[Python-Dev] Re: PEP 218 (sets); moving set.py to Lib

François Pinard pinard@iro.umontreal.ca
24 Aug 2002 14:41:16 -0400

[Magnus Lie Hetland]

> I guess the idea was to use lazy sets for some such operations. Then
> you could build complex expressions through cartesian products, unions,
> intersections, set differences, set comprehensions etc. without actually
> constructing the full set.

Allow me some random thoughts.  (Aren't they always random, anyway? :-)

When I saw some of the suggestions on this list for "generating" elements of
a cartesian product, despite sometimes elegant, I thought "Too much done,
too soon.".  But the truth is that I did not give the thing a serious try,
I'm not sure I would be able to offer anything better.

One nice thing, with a dict or a set, is that we can quickly access how many
entries there are in there.  Is there some internal way to efficiently fetch
the N'th element, from the order in which the keys would be naturally listed?
If not, one could always pay some extra temporary memory to build a list
of these keys first.  If you have to "generate" a cartesian product for
N sets, you could set up a compound counter as a list of N indices, the
K'th meant to run from 0 up to the cardinality C[K] of the K'th set, and
devise simple recipes to yield the element of the product represented by
the counter, and to bump it.  Moreover, it would be trivial to equip this
generator with a `__len__' function able to predict the cardinality CCC of
the whole result, and quite easy being able to transform any KKK between
0 and NNN into an equivalent compound counter, and from there, access any
member of the cartesian product at constant speed, without generating it all.

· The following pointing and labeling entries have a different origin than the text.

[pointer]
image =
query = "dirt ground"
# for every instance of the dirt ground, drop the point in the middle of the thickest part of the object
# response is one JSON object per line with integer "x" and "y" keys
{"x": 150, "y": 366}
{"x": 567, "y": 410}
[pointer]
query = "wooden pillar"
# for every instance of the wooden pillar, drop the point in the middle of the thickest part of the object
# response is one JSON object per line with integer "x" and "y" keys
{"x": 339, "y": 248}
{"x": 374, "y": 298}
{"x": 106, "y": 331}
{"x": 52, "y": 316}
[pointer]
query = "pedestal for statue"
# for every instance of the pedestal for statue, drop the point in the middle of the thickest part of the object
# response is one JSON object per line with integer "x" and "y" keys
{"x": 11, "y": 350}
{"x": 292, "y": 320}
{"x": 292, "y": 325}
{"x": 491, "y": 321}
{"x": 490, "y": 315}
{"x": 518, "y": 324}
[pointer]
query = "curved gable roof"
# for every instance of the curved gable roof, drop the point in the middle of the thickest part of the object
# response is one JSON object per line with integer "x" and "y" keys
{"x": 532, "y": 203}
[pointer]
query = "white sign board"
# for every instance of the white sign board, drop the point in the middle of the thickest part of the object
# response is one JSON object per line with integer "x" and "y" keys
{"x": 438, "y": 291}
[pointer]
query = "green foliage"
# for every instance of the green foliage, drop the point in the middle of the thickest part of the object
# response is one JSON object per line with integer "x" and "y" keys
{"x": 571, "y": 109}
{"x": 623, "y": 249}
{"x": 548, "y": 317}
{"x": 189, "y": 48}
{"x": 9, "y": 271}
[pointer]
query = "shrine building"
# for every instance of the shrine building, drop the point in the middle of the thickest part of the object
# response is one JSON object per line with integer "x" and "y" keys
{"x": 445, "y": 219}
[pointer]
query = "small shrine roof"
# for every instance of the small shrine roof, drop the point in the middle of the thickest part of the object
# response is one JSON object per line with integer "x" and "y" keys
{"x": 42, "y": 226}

All the above is pretty simple, and meant to introduce a few suggestions
that might solve once and for all, if we could do it well enough, a
re-occurring request on the Python list about how to produce permutations
and al.  We might try to rewrite the recipes behind a "generating" cartesian
product of many sets, illustrated above, into a similar generating function
able to produce all permutations of a single set.  So let's say:

   Set([1, 2, 3]).permutations()

would lazily produce the equivalent of:

   Set([(1, 2, 3), (1, 3, 2), (2, 1, 3), (2, 3, 1), (3, 1, 2), (3, 2, 1)])

That generator could offer a `__len__' function predicting the cardinality
CCC of the result, and some trickery could be used to map integers from 0 to
CCC into various permutations.  Once on the road, it would be worth offering
combinations and arrangements just as well, and maybe also offering the
"power" set, I mean here the set of all subsets of a given set, all with
predictable cardinality and constant speed access to any member by index.

Yet, many questions or objections may rise.  Using tuples to represent
each element of a cartesian product of many sets is pretty natural, but
it is slightly less clear that a tuple is the best fit for representing
an ordered set as in permutations and arrangements, as tuples may allow
elements to be repeated, while an ordered set does not.  I think that sets
are to be preferred over tuples for returning combinations or subsets.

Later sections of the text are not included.